Although the film bids farewell (vale) to the actual father—its first image is the family name inscribed on the base of a lawn jockey outside the mansion—patriarchal authority makes itself felt in other ways. Monstrous Mother Vale hands down edicts while enthroned in a high-backed chair, a strikingly psychoanalytic mise-en-scène for confrontations with her daughter. Camera movements pick out symptoms, tracking in on characters’ facial reactions or fidgeting hands. While many read the pipe-smoking Jaquith as a father figure, or even a potential suitor, he also plays good mother to Mrs. Vale’s bad. In fact, Charlotte is not Now, Voyager’s only butterfly: as Richard Corliss suggests and Cowie elaborates, all of its characters flit through multiple psychic positions. Charlotte parents Tina and chooses her as partner, as her mother did her; Jerry is Charlotte’s mirror as well as her lover. Mrs. Vale even invites Nurse Dora, after comparing Charlotte unfavorably with her, to sleep in her husband’s room. What’s wrong with Charlotte? “Untold want,” as the Whitman poem from which the film’s title is drawn would have it: desires that can’t be named or accounted for.

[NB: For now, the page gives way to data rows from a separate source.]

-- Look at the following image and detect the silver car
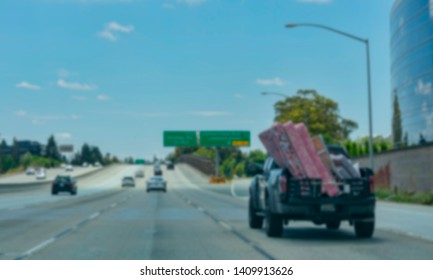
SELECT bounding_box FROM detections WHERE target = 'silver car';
[146,176,167,192]
[135,169,145,178]
[121,176,135,187]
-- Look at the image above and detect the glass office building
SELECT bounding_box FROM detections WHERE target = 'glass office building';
[391,0,433,147]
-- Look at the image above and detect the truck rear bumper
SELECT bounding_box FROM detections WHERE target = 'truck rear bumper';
[275,196,375,222]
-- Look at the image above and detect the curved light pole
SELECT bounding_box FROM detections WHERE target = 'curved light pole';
[286,23,374,170]
[261,91,290,98]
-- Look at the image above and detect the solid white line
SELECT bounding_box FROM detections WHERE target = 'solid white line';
[219,221,233,231]
[88,212,100,220]
[230,180,238,198]
[110,203,118,208]
[8,206,24,211]
[24,238,55,256]
[197,207,205,212]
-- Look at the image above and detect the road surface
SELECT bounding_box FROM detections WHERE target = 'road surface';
[0,164,432,260]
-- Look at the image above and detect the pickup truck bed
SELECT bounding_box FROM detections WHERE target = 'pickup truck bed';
[249,158,375,238]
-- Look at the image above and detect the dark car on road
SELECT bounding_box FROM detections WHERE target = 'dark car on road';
[52,175,77,195]
[121,176,135,187]
[154,165,163,176]
[166,162,175,170]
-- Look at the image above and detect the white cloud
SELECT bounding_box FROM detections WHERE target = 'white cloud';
[234,93,244,99]
[55,133,72,141]
[16,81,41,90]
[256,77,288,87]
[177,0,207,6]
[58,79,96,91]
[416,79,432,96]
[99,21,134,42]
[79,0,132,3]
[71,114,80,120]
[188,111,231,117]
[107,22,134,33]
[97,94,110,101]
[422,101,428,113]
[162,3,175,8]
[15,110,28,117]
[297,0,332,3]
[71,95,87,101]
[58,68,72,78]
[98,110,173,118]
[99,30,117,41]
[430,0,433,19]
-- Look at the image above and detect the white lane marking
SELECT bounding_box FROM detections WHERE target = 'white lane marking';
[197,207,204,212]
[230,179,238,198]
[88,212,100,220]
[110,203,118,208]
[23,238,55,256]
[8,206,24,211]
[219,221,233,231]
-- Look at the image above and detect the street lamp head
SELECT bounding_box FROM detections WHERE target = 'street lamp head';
[285,23,298,28]
[261,92,269,96]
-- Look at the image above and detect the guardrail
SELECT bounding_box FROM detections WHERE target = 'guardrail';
[0,167,106,193]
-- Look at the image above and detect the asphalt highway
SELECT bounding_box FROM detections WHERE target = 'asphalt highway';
[0,164,432,260]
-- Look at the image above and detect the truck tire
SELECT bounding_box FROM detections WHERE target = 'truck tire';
[326,221,341,230]
[249,197,263,229]
[266,211,283,237]
[265,197,283,237]
[354,220,374,238]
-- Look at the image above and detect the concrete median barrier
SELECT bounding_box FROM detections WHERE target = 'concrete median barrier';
[0,167,106,193]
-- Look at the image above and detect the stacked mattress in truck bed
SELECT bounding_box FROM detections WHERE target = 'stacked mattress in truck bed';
[259,121,360,197]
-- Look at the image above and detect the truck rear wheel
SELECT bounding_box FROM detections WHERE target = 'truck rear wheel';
[265,205,283,237]
[326,221,341,230]
[354,220,374,238]
[249,198,263,229]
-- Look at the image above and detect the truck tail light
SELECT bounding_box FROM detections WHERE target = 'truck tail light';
[279,176,287,193]
[369,177,374,193]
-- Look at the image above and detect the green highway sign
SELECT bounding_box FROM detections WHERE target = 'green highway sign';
[199,131,250,147]
[135,159,145,165]
[163,131,198,147]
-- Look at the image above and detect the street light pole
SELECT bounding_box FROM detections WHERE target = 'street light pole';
[261,92,290,99]
[285,23,374,170]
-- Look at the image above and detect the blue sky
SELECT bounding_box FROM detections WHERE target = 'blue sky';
[0,0,394,160]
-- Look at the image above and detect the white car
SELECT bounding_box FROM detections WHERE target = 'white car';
[65,165,74,172]
[36,171,46,180]
[26,167,36,175]
[146,176,167,192]
[135,169,145,178]
[82,162,89,168]
[94,162,102,167]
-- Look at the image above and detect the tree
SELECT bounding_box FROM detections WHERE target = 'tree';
[274,89,358,143]
[246,150,267,164]
[403,132,409,147]
[81,143,92,163]
[90,146,103,164]
[20,152,33,168]
[111,156,120,164]
[71,152,82,165]
[46,135,60,160]
[2,155,16,171]
[11,138,20,164]
[419,133,427,145]
[392,92,403,148]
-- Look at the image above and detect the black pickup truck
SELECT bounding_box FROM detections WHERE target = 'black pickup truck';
[248,148,375,238]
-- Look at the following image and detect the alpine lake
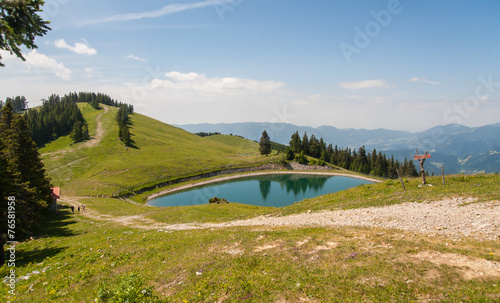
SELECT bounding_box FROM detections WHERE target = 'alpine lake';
[148,173,373,208]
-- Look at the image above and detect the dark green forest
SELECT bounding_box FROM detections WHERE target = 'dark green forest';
[24,94,87,146]
[0,96,28,113]
[0,102,52,264]
[286,130,419,178]
[1,92,134,147]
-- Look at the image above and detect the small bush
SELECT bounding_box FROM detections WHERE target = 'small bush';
[278,154,288,166]
[295,151,308,164]
[96,273,159,303]
[285,148,295,161]
[209,197,228,204]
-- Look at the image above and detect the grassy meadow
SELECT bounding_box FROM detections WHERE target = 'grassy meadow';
[1,175,499,302]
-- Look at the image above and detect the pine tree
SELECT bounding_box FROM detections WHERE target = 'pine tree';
[91,98,100,110]
[0,103,51,254]
[326,144,334,161]
[0,0,51,67]
[355,146,369,174]
[259,130,272,156]
[289,131,302,153]
[320,150,328,163]
[0,127,13,266]
[70,120,83,143]
[308,134,321,158]
[285,148,295,161]
[83,122,89,140]
[301,132,309,156]
[120,124,131,146]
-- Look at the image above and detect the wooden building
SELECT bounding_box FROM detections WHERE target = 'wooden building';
[50,187,60,210]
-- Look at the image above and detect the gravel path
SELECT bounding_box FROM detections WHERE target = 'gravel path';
[158,197,500,241]
[63,196,500,241]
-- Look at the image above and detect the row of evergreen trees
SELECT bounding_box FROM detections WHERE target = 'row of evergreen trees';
[286,131,418,178]
[24,94,88,146]
[0,102,52,264]
[63,92,123,110]
[0,96,28,113]
[116,104,134,146]
[195,132,221,137]
[12,92,135,147]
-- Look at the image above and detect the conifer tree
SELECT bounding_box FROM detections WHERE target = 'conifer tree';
[320,150,328,163]
[285,148,295,161]
[301,132,309,155]
[326,144,334,160]
[70,120,83,143]
[308,134,321,158]
[259,130,272,156]
[0,0,51,67]
[120,124,131,146]
[83,122,89,140]
[0,103,51,262]
[0,122,13,266]
[289,131,302,153]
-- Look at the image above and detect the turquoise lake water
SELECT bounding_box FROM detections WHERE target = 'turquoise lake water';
[148,174,372,208]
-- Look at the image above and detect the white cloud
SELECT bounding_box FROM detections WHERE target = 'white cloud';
[408,77,440,85]
[54,39,97,55]
[0,50,18,65]
[85,67,95,78]
[87,0,235,24]
[126,54,147,62]
[83,67,104,79]
[150,71,285,95]
[339,79,386,90]
[23,50,72,80]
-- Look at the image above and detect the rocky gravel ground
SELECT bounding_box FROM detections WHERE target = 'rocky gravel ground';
[162,197,500,241]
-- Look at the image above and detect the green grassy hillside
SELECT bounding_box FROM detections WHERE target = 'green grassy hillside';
[40,104,277,196]
[1,174,498,302]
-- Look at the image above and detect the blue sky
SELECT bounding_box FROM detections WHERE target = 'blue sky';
[1,0,500,131]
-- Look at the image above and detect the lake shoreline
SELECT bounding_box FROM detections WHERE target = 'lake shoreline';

Prouty’s resonant stories ennoble maternal sacrifice (and punish overreach); the era’s uneasy response to growing female public power was to mythologize the private sphere, giving audiences something to truly cry over. “Women owned Hollywood for twenty years,” Davis is quoted as saying in Nobody’s Girl Friday, J. E. Smyth’s account of women’s work behind the scenes in studio-era Hollywood. Perhaps this, and the “fourth Warner brother” nickname, overstates the case. Appointed the first woman president of the Academy of Motion Picture Arts and Sciences in November 1941, Davis immediately resigned after it became evident that the board had no intention of allowing her to govern. Thwarted, she channeled her energies elsewhere. I can think of no better account of the woman’s picture’s central role in American culture. At least we have the stars.